C’est la nouvelle de la création, le 14 février 1956, de l’Union syndicale des travailleurs algériens (USTA), qui ouvre les yeux aux dirigeants du Front, non seulement à Alger mais aussi au Caire. Trois à quatre précieux mois ont été perdus. Là encore, Abane Ramdane fera preuve d’une lucidité remarquable. L’annonce faite par les journaux d’Alger de la création de l’USTA par le MNA, d’obédience messaliste, sonne le branle-bas de combat dans les rangs syndicalistes, mais également dans ceux des responsables du FLN. La réaction est à la hauteur de la nouvelle.
 

Le lendemain, la réunion se tient à Saint Eugène, chez les parents de Boualem Bourouiba, la première du genre.

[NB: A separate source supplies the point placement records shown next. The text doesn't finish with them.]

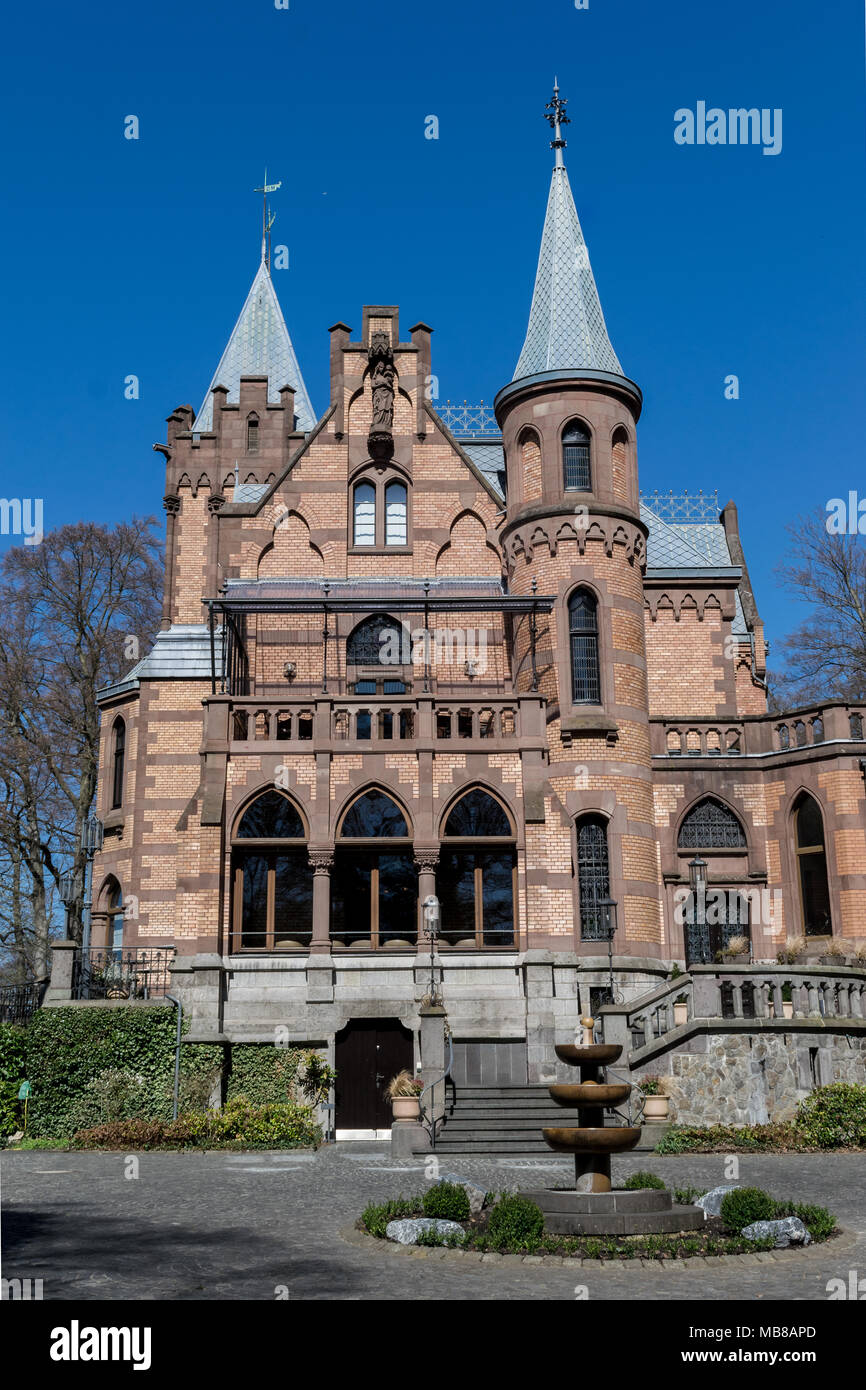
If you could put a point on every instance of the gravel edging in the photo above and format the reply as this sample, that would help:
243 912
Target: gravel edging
363 1240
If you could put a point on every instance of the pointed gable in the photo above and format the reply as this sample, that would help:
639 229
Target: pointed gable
566 323
259 346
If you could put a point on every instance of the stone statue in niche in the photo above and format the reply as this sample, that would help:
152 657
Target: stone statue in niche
381 380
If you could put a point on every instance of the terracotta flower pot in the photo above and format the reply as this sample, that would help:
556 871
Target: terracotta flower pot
406 1107
656 1107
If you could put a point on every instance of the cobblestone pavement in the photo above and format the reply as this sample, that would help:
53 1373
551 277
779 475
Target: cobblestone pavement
209 1226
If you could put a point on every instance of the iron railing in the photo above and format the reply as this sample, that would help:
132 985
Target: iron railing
20 1001
121 975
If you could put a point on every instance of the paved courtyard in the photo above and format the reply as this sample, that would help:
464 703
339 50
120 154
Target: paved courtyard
209 1226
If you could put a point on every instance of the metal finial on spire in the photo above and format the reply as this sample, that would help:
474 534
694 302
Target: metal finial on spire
555 113
267 217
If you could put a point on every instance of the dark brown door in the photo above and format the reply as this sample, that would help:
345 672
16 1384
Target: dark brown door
367 1054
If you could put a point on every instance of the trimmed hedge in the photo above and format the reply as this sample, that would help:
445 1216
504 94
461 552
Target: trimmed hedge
13 1070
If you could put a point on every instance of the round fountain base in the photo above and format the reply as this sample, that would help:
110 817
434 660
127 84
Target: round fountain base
644 1212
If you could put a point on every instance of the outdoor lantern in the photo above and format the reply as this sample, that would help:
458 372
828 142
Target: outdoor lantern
697 875
431 915
68 887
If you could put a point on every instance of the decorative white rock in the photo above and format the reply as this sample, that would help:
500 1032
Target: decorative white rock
406 1232
711 1203
788 1230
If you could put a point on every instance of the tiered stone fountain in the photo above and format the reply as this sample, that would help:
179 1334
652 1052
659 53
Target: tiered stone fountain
592 1207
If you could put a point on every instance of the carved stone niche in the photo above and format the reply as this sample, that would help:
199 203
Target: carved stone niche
380 356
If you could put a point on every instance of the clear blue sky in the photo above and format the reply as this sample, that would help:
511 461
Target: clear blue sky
135 256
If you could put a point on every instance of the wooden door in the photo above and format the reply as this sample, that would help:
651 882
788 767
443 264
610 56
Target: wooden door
367 1054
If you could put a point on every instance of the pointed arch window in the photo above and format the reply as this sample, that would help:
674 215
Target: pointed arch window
395 513
476 873
577 473
374 886
812 868
711 824
592 876
271 877
118 758
363 514
583 638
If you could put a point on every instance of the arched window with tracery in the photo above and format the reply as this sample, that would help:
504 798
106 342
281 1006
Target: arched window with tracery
812 866
577 471
118 756
476 873
583 641
271 877
592 877
711 824
374 886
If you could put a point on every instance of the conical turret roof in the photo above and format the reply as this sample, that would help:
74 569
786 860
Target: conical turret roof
259 346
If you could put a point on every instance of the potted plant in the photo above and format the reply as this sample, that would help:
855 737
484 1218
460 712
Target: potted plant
834 952
737 950
656 1104
793 951
403 1091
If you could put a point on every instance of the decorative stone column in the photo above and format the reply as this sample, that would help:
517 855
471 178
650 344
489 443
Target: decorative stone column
323 863
426 866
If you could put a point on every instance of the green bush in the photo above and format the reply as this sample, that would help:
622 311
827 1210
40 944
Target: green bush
834 1116
13 1070
747 1204
238 1125
818 1221
642 1179
516 1221
70 1050
377 1215
448 1201
266 1075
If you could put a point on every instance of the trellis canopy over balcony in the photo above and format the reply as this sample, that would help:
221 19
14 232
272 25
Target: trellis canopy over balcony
406 602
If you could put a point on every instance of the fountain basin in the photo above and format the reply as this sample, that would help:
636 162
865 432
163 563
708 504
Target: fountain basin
612 1139
590 1093
592 1052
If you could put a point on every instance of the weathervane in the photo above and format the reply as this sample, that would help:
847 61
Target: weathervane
267 217
555 111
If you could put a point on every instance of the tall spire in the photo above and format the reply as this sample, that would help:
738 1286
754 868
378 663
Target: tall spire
259 346
566 323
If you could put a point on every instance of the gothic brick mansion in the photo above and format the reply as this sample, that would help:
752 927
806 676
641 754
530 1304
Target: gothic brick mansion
412 652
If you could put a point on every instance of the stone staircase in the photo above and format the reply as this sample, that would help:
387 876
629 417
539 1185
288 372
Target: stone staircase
498 1121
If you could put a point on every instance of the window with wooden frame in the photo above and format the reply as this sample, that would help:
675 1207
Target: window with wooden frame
118 758
583 644
811 852
477 873
577 473
374 884
271 877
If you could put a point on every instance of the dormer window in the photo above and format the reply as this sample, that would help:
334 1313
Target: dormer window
380 513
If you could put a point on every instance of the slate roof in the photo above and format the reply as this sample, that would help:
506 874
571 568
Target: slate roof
566 321
259 346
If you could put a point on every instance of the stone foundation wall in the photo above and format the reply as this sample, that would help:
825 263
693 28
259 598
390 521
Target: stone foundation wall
749 1079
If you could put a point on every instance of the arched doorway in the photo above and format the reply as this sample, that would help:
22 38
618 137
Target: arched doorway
367 1052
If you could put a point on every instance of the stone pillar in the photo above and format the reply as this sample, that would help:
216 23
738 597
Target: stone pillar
63 965
323 863
426 866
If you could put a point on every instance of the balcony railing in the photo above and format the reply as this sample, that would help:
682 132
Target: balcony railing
121 975
759 734
387 720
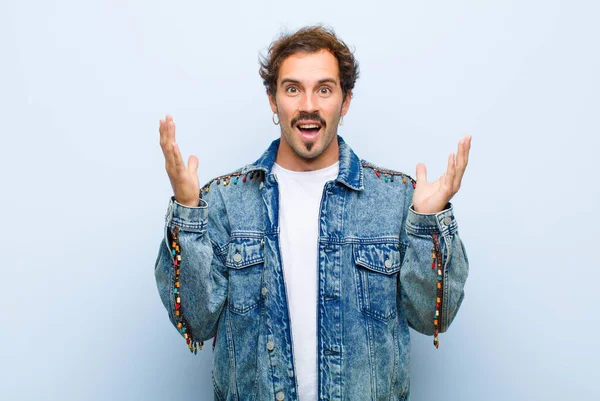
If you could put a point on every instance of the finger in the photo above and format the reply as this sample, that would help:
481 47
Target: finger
170 128
193 165
450 173
462 160
166 147
179 164
421 174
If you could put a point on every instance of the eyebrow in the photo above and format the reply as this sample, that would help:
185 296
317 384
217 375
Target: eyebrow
320 82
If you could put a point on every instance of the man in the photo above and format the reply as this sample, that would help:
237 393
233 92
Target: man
310 265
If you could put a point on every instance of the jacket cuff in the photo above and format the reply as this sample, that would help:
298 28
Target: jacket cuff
442 222
194 219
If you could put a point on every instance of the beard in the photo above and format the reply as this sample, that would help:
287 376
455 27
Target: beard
310 149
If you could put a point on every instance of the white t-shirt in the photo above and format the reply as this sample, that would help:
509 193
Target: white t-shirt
300 194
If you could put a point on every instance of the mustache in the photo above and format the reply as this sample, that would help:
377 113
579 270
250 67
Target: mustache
308 116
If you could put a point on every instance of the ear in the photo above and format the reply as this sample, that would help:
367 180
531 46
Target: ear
272 102
346 103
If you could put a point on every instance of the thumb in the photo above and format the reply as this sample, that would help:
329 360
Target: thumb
421 174
193 165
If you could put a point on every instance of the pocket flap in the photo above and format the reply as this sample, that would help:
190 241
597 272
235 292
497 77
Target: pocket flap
380 258
244 252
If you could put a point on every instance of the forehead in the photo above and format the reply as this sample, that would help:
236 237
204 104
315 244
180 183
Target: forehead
309 67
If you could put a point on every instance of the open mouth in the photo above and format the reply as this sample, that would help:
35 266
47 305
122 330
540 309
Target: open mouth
309 130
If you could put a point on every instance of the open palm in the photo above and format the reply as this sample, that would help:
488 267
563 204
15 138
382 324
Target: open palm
432 197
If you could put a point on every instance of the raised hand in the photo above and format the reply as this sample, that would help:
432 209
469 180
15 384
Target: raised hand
432 197
184 180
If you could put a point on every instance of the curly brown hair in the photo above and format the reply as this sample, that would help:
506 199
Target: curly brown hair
309 39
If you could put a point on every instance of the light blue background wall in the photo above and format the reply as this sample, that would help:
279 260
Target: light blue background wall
83 85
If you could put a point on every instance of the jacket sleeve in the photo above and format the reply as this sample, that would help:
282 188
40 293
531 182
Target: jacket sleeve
190 268
434 269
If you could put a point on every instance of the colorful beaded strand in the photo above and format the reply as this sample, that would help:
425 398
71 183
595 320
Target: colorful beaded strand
388 175
182 325
436 255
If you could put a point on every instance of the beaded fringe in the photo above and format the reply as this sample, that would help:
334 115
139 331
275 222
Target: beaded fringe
436 254
182 325
388 175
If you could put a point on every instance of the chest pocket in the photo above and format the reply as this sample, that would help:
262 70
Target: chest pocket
245 261
377 267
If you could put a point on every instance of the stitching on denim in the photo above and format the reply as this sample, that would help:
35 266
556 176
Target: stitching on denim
388 175
182 324
438 266
234 177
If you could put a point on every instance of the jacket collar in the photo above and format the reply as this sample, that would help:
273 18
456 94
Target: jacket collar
351 169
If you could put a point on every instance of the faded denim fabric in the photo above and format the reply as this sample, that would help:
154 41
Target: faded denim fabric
375 280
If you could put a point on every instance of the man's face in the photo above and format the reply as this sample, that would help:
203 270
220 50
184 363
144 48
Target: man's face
309 102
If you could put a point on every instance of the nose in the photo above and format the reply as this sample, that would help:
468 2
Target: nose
308 103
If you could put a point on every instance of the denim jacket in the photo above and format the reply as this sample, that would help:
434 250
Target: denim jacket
382 268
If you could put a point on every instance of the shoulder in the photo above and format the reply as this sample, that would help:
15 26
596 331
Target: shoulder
244 175
374 173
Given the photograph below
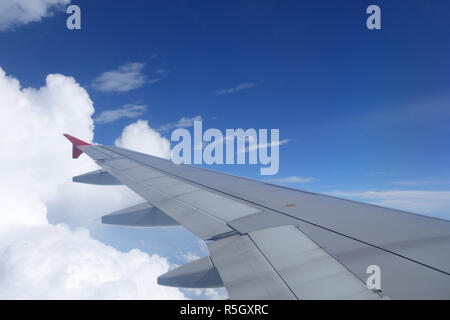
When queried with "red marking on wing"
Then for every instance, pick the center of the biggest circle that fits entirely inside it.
(76, 151)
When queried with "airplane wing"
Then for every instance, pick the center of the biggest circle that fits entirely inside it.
(272, 242)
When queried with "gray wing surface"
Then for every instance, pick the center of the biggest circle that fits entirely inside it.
(271, 242)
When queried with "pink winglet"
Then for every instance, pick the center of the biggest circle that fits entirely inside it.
(76, 151)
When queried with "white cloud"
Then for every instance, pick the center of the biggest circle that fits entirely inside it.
(126, 78)
(433, 203)
(140, 137)
(19, 12)
(254, 146)
(189, 257)
(184, 122)
(292, 179)
(42, 260)
(239, 87)
(126, 111)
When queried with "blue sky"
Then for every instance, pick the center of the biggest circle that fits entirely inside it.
(364, 110)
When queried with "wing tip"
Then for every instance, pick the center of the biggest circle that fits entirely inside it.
(77, 143)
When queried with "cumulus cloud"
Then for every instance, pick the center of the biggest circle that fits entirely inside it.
(433, 203)
(239, 87)
(139, 136)
(43, 260)
(19, 12)
(126, 111)
(184, 122)
(125, 78)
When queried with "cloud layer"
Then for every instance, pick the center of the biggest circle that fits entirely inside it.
(140, 137)
(19, 12)
(126, 111)
(239, 87)
(42, 260)
(125, 78)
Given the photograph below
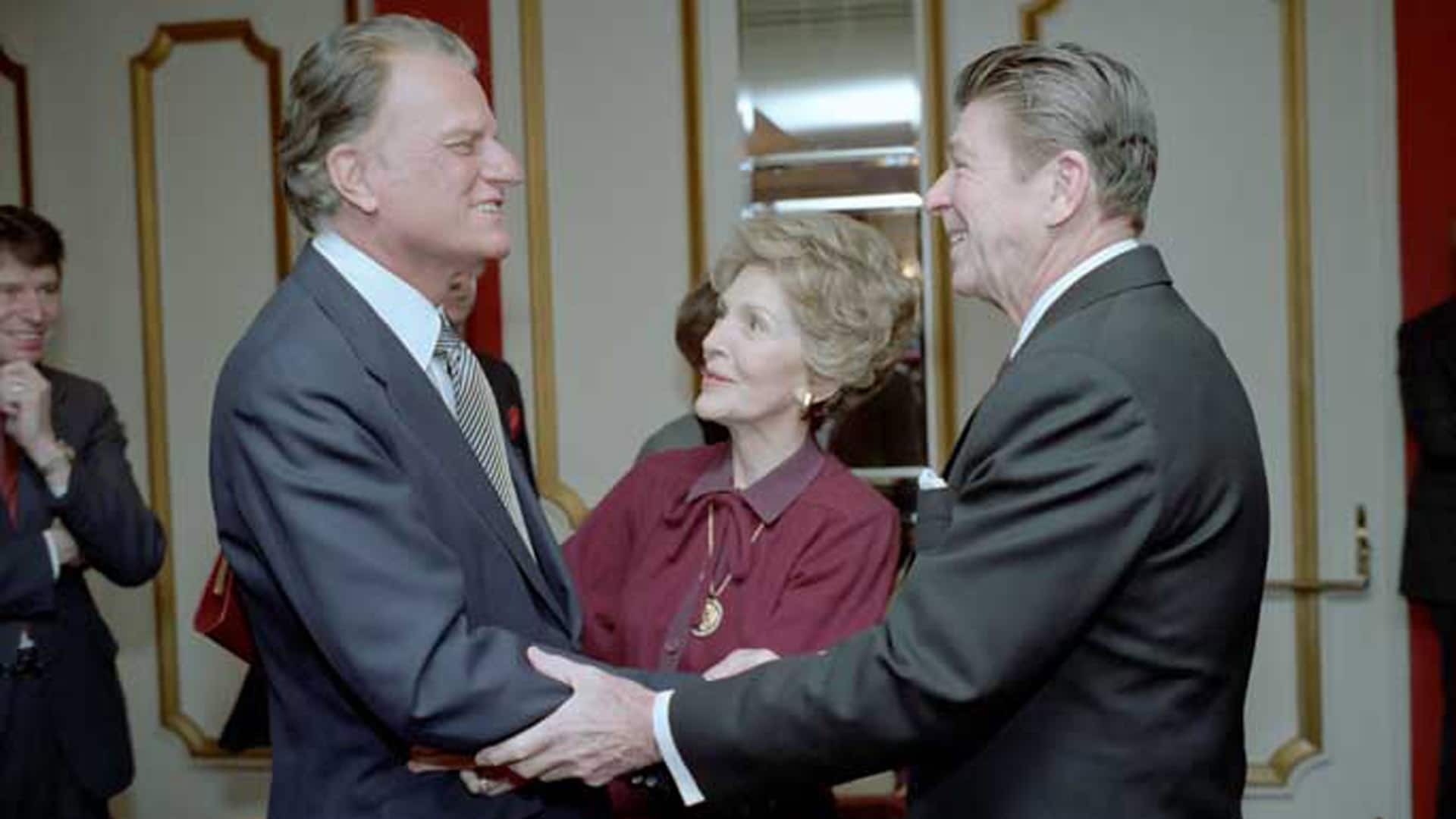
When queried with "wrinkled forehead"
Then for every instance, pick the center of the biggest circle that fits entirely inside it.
(756, 286)
(433, 93)
(15, 271)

Elle approuvera le rapport qui avait été préparé. Abane Ramdane et Benyoucef Benkheda, au nom du FLN, appuient totalement la démarche des syndicalistes et alloue, pour démarrer, une somme d’un million de francs. Dès l’arrivée de ses hôtes qui passeront la nuit à son domicile en raison du couvre-feu, Boualem Bourouiba va chercher Aïssat Idir pour le ramener et entamer avec lui tous les détails de l’opération UGTA. 
 

Dès le lendemain, se tient la réunion du groupe qui formera le secrétariat, auquel se joindra Abdelmadjid Ali Yahia, le 20 février. Les tâches sont réparties, les militants avisés, la déclaration préparée, c’est Aïssat Idir qui s’en occupe. Lettres à en tête, logo, titre du journal, correspondance avec la CISL, élaboration des statuts, recherche d’un siège, Ferhat Abbas accepte de céder le Nadi Saâdane, place Lavigerie.
 

Aïssat Idir est transfiguré depuis que la liberté leur fut accordée, la liberté et la confiance des dirigeants du Front. Un entretien de 2 heures entre les quatre du groupe a suffi pour démarrer à la vitesse grand V leur chevauchée.
Tous ceux qui rejoignent le groupe, et ils sont de plus en plus nombreux, se retrouvent au siège de la Centrale. 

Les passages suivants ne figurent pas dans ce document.